Content/Edel 0209026CTT
(45 Min.)

Seine Arrangements für die Bohuslän Big Band und das Wermland Opera Orchestra brachten Magnus Lindgren in seiner Heimat den Ruf ein, die „schwedische Antwort auf Quincy Jones“ zu sein. Offenbar ist etwas dran – Jones höchstpersönlich attestierte dem durch seine Zusammenarbeit mit Nils Landgren und Till Brönner bekannt gewordenen Saxofonisten und Flötisten anschließend, dass die Zukunft des Jazz in seinen Händen liege.
Mit seiner Einspielung „Souls“ zielt Lindgren allerdings deutlich in Richtung Pop – und das mit einer internationalen Sänger-Gästeschar, die durchaus etwas von Quincy Jones' „We Are The World“-Produktion hat: Neben Gregory Porter gaben sich unter der Aufsicht des Sting-Bassisten Ira Coleman der „Matt Bianco“-Frontmann Mark Reilly, „Roxette“-Stimme Marie Fredriksson, die brasilianische Legende Ivan Lins sowie die Schwedinnen Rigmor Gustafsson und Anna Christoffersson im New Yorker Studio das Mikrofon in die Hand.
Heraus gekommen ist dabei eine an den Ecken recht glatt geschliffene Ansammlung von Pop-Soul-Nummern aus der Feder Lindgrens im 70ies-Retro-Gewand mit viel akustischer Gitarre und Fender Rhodes, die zuweilen an die Kollaboration von Grover Washington Jr. mit Bill Withers denken lässt.

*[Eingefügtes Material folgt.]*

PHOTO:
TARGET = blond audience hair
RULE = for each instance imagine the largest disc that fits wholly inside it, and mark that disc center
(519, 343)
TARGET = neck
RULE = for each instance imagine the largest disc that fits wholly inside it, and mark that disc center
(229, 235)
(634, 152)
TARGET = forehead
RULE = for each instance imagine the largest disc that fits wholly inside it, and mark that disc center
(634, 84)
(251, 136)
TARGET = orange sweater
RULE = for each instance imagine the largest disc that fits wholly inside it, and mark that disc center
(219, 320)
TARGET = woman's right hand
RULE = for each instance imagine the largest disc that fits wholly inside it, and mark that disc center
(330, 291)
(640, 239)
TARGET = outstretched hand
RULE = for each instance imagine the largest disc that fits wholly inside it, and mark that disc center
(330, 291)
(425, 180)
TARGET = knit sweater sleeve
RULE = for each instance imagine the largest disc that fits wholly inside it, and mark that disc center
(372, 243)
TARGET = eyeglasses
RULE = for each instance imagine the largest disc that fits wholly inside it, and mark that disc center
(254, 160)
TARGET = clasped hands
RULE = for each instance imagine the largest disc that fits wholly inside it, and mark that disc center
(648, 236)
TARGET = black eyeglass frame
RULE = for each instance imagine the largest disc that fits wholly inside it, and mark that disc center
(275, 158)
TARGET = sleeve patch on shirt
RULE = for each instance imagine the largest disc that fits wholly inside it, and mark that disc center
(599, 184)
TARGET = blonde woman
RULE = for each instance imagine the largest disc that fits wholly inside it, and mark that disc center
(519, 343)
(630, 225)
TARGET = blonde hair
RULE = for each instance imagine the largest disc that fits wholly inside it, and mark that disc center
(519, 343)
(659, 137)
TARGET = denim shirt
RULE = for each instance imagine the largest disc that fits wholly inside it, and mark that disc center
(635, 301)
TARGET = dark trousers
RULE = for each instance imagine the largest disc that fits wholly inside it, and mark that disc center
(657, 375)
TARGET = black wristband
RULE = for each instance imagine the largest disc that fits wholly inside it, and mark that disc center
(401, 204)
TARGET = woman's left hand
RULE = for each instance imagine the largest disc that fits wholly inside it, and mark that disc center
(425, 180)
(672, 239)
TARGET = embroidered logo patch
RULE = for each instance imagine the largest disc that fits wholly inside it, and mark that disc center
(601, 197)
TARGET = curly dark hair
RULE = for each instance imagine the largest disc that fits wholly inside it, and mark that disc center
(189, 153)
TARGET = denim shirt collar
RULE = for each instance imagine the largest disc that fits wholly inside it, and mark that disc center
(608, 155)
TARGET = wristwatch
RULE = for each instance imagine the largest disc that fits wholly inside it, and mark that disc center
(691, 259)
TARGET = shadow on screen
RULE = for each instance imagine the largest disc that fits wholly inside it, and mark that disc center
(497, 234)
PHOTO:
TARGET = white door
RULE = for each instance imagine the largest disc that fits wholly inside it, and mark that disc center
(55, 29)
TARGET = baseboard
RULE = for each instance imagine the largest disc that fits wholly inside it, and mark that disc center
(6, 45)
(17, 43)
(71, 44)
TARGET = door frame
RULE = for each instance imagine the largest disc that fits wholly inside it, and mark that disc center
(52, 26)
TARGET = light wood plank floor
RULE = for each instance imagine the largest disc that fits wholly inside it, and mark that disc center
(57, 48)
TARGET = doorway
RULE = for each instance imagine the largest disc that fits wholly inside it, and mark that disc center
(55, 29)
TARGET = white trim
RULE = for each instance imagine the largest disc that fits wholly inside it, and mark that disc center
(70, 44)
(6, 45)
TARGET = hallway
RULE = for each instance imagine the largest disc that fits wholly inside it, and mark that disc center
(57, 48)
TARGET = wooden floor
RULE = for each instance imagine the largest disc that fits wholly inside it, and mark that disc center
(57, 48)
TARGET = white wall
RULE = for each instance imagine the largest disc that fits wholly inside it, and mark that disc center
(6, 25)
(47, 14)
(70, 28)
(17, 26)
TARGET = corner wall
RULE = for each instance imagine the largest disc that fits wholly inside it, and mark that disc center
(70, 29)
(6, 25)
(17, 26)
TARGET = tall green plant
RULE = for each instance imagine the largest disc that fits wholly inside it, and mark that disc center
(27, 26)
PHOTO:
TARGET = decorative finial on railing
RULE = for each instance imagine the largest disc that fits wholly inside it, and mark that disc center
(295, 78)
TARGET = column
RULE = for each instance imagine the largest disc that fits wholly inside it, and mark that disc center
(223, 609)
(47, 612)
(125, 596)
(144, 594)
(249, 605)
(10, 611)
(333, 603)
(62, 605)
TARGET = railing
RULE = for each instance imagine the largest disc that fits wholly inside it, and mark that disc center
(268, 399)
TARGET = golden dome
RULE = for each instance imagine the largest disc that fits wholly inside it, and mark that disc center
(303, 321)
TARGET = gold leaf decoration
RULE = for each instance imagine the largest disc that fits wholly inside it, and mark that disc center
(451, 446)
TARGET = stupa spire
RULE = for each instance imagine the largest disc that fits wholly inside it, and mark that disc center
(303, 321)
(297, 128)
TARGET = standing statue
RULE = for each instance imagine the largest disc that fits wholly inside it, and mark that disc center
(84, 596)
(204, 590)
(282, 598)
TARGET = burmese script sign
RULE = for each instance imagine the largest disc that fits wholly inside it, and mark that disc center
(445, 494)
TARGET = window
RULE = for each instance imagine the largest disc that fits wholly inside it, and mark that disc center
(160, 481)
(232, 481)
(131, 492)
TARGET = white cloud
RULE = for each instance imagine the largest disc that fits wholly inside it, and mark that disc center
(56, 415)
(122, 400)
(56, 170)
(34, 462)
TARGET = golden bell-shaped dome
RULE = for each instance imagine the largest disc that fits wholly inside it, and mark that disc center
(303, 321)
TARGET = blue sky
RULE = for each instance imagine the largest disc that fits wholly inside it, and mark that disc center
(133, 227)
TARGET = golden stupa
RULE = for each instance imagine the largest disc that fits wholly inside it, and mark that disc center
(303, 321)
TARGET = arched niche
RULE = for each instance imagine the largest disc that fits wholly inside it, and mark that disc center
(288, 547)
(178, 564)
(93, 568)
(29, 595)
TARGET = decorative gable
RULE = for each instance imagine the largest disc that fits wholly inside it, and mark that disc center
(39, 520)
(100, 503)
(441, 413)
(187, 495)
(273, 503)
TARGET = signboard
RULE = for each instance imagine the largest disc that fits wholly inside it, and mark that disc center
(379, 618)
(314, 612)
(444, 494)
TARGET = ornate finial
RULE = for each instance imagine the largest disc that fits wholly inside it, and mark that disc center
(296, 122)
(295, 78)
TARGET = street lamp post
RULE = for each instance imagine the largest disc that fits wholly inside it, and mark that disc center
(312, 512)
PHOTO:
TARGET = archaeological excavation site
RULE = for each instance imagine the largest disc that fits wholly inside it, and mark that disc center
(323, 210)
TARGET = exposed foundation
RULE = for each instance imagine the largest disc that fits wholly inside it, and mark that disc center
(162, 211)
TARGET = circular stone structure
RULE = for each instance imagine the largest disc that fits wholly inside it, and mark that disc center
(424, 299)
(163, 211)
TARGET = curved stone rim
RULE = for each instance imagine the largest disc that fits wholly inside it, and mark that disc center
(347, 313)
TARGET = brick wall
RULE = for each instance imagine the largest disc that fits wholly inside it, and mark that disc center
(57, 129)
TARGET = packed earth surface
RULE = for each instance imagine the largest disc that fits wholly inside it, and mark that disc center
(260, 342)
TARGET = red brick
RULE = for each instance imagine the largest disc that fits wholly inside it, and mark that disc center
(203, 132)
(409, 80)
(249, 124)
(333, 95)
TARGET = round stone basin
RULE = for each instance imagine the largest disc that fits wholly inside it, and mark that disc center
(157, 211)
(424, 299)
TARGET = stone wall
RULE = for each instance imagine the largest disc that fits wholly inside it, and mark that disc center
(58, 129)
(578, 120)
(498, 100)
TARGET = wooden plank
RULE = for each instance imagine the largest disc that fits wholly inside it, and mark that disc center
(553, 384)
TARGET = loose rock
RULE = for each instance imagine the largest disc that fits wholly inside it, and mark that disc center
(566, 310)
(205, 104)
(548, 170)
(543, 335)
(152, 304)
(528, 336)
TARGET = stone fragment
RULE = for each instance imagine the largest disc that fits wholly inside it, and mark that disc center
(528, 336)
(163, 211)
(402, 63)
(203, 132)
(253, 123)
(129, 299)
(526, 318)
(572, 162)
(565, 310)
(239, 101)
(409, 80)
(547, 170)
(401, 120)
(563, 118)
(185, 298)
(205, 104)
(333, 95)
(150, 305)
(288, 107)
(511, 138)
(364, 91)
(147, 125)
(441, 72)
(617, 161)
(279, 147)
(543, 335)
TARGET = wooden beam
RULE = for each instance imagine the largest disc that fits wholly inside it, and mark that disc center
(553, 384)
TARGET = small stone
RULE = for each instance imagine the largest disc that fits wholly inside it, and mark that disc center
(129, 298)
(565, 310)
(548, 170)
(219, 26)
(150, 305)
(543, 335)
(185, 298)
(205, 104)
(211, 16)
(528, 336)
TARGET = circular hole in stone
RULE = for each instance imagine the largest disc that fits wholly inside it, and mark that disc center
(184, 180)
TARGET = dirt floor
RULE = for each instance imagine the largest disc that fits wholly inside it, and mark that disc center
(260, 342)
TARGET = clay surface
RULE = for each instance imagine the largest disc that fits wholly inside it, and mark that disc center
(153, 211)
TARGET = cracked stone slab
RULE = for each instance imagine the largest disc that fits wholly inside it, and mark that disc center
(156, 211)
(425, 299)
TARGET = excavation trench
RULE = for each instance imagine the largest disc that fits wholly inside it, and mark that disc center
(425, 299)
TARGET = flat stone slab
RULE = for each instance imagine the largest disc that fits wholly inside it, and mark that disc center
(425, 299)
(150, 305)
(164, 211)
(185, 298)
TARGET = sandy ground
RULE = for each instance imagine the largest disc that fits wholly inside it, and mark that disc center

Es sind die Details, die aufhorchen lassen: hier ein mit Stimme gedoppeltes Saxofon-Solo (so im Ohrwurm „Change All The Time“), da ein markantes Unisono von Bass und E-Piano – und vor allem immer wieder Rhani Krijas Percussion, die ein herkömmliches Schlagzeug ersetzt und den Stücken öfters eine unerwartete rhythmische Hintergrundfärbung verleiht.
Höhepunkt der Aufnahme ist freilich ein Stück ohne Gesang: Lindgrens ausgesprochen fein gesetzte Bearbeitung des Stevie-Wonder-Stücks „Creepin'“, in der sich der Schwede an Flöten, Klarinetten und Tenorsax als One-Man-Blasorchester betätigt. Das dürfte auch Quincy Jones beeindrucken.